Thanks, JBW. I understand that that hook really means "before authentication", and not literally "before successful authentication", because I think that the latter wouldn't do; for successful authentication, performing the password switch is a precondition.
Maybe someone will use a hook if they choose to make a module to do this (I think, although I may be wrong, that employing hooks requires writing a module, which seems a bit excessive in my particular case). Meanwhile, here is my current approach.

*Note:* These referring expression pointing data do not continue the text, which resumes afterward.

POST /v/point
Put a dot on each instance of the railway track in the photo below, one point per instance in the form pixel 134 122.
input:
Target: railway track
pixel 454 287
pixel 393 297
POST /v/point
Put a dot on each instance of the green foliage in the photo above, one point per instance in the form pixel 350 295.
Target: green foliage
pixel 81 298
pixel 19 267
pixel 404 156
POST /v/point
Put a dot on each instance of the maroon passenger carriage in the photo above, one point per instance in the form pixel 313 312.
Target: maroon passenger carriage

I decided to place the password switch code in the constructor of a class I overrode that appears to be instantiated early and commonly.

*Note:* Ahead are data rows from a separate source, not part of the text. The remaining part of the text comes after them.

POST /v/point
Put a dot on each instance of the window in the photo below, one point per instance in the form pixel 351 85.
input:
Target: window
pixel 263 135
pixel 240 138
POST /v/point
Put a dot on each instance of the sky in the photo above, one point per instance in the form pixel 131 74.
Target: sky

/override/classes/Customer.php
<?php class Customer extends CustomerCore { function __construct() { call_user_func_array([$this, 'parent::__construct',], func_get_args()); // future-proof? call_user_func(function() { $mail = isset($_POST['email']) ? $_POST['email'] : null; $pass = isset($_POST['password']) ? $_POST['password'] : null; if(!($mail && $pass)) return; $pass_enc1 = md5($pass); $pass_enc2 = Tools::hash($pass); // pseudocode if(query('select from users_old where mail = mail and pass = pass_enc1')) if(query('update users_new set pass = pass_enc2 where mail = mail')) if(query('update users_old set pass = none where mail = mail')) ; }); } } ?>
By the way: would you happen to know if such overrides (in /override dir) are overwritten/erased upon Presta updates?